THÉRAPIE OU APOCALYPSE
Singularité absolue du catholicisme : l’Incarnation. Le Dieu qui s’est fait homme a eu lui aussi ses petits ennuis quotidiens. L’idéalisme n’a pas sa place dans la vision qu’Hadjadj a du monde. Quant à ceux, créateurs toutes catégories, qui ont la fate ambition de rivaliser avec Dieu, qui « s’enflent, se rengorgent », clowns blancs et Messieurs Loyal à leur façon, notre coach nous met en garde contre eux au cours d’une de ses 99 leçons. Il nous propose le contreexemple d’une plus haute créativité, celle, paradoxale, pratiquée par le zavatta à la truffe écarlate, le nul, l’incompétent absolu, l’homme du non-savoir (cf. Bataille), le frère de ce Diogène cherchant à poil un homme en plein midi avec une bougie à la main, du « clown Socrate » à qui l’on a fait boire la ciguë, de « l’auguste entre les augustes » qui disait : « Regardez les lys des champs. » « Le clown n’est pas thérapeutique : il est apocalyptique.
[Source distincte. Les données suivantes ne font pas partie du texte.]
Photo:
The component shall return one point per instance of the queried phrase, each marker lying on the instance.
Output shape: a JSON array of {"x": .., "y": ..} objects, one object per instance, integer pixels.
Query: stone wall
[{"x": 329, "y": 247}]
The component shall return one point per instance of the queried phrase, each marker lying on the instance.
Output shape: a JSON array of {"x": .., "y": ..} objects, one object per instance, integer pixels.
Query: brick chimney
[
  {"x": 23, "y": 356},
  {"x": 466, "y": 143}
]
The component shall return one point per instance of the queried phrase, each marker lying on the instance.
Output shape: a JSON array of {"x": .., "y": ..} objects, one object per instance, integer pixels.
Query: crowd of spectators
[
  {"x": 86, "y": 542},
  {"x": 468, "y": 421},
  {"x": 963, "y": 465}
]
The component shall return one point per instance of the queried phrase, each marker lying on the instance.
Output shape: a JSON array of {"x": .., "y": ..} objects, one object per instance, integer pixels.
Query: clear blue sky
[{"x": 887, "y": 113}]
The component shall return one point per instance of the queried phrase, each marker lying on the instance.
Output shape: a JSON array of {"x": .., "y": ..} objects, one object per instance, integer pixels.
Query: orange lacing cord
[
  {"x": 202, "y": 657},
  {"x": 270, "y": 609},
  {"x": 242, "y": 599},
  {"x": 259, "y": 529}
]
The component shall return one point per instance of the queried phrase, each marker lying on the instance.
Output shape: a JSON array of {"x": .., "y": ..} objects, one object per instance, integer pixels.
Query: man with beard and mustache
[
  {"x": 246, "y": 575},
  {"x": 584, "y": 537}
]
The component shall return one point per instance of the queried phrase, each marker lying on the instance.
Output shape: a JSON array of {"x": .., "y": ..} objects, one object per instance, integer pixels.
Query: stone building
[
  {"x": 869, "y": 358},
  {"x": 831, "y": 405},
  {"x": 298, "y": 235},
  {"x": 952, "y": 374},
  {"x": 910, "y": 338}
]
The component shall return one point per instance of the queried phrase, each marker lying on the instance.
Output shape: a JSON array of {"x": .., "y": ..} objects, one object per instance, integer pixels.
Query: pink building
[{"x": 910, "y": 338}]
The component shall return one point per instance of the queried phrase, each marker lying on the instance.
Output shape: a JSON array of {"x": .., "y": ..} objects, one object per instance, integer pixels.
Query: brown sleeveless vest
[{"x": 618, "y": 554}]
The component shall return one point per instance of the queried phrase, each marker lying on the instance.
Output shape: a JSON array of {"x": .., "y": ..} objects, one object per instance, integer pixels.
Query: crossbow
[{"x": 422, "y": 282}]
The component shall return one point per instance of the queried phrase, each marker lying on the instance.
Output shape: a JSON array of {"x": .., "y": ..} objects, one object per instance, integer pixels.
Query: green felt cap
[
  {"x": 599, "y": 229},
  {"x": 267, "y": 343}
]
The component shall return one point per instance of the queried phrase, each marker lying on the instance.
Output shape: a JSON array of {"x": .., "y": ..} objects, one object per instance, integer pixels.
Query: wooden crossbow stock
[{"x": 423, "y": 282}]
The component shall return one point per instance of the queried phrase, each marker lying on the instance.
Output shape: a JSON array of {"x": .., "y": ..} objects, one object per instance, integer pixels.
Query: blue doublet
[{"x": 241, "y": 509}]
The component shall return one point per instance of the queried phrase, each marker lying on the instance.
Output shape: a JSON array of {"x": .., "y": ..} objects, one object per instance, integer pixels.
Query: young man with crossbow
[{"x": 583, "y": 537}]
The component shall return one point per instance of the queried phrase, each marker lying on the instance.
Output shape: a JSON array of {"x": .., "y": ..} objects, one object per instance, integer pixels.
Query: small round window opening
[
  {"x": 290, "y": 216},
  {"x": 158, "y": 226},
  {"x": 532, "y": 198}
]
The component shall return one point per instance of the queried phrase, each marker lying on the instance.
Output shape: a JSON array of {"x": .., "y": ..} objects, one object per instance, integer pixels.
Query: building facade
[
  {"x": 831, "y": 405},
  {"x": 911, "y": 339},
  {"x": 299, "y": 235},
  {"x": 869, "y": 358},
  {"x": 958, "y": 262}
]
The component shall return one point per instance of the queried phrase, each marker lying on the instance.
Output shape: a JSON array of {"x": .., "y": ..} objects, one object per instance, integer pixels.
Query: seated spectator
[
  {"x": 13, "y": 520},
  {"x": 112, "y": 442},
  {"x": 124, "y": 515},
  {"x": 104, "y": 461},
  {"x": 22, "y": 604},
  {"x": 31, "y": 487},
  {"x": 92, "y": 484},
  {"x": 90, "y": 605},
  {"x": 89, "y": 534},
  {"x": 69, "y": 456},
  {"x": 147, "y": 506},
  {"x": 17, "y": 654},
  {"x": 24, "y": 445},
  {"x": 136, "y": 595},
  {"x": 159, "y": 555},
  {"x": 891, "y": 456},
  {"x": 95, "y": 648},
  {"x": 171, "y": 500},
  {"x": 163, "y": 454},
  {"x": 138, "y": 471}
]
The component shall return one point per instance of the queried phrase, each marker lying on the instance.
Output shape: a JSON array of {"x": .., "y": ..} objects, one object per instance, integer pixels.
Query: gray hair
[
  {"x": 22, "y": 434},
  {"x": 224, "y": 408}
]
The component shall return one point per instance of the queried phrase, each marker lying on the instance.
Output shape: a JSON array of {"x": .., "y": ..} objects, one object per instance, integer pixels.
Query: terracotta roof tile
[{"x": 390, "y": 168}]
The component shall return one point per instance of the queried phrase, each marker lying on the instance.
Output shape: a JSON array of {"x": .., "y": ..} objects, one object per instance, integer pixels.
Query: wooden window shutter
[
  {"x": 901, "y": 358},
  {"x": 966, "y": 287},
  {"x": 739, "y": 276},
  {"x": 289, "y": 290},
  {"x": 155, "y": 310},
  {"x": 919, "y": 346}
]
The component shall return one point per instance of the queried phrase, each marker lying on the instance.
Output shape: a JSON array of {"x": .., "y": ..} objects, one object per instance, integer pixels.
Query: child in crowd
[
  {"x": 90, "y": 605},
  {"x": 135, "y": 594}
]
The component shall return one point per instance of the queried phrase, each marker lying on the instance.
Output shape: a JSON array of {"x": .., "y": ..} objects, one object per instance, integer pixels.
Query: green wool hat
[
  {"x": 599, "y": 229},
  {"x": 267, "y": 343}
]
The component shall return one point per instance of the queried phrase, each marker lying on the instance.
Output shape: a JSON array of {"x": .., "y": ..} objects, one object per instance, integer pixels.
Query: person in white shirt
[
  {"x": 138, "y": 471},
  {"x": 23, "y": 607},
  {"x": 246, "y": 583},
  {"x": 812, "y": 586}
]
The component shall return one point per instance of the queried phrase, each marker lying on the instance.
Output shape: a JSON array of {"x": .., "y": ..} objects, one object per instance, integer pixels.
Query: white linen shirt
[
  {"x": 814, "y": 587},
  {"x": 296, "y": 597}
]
Il ne résout pas le problème, il le creuse. » C’est exactement ce que fait Fabrice Hadjadj. Avant de nous coller sur le pif une pastille rouge à nous les élèves clowns, il a commencé par s’affubler d’un pantalon trop large et d’un gilet trop court et à s’accrocher au milieu du visage une lanterne pour y voir plus clair dans sa propre obscurité. Et que de problèmes, dès lors, il s’est mis en état de creuser : l’amour, le désir, le sexe, la prostitution, l’homosexualité, l’islam, le terrorisme, l’humanisme, le transhumanisme, le dégagement en politique, la paternité, la GPA…
PAS UN NEZ ROUGE MAIS UN GROIN
Ayant cité Muray, je me dois de rappeler que si son catholicisme n’avait rien de thérapeutique, un grand nombre de ses élans apocalyptiques (sur le mariage, la reproduction de l’espèce, la paternité, la fin de vie) ne l’auraient pas conduit à suivre sans regimber certaines des 99 leçons proposées par Hadjadj dans son guide. Des « désaccords parfaits » entre eux ou des problèmes encore à creuser ? Quant à Debord, l’athée, également cité par moi, on sait qu’il mit un terme à sa vie d’un coup de fusil. Un point, néanmoins, pourrait les réunir tous trois : leur europhobie, leur critique du libéralisme économique sans frein. « La société du spectacle fait spectacle de sa propre critique. La rébellion est son produit phare. La subversion y est subventionnée. Je suis “Nuit debout” pour me coucher le jour. Bien sûr, je casse les vitrines du Grand Capital, sans m’apercevoir que la Casse est essentiellement son domaine, à ce Grand Capital. » C’est Hadjadj qui parle, dans cet autre livre paru en même temps que son apologie du clown. Son titre : Dernières nouvelles de l’homme (et de la femme aussi) (Taillandier, 352 p., 18,90 euros). Alarmantes ces nouvelles, en ces temps où ce n’est pas un nez rouge qu’on colle sur la face humaine, mais un groin.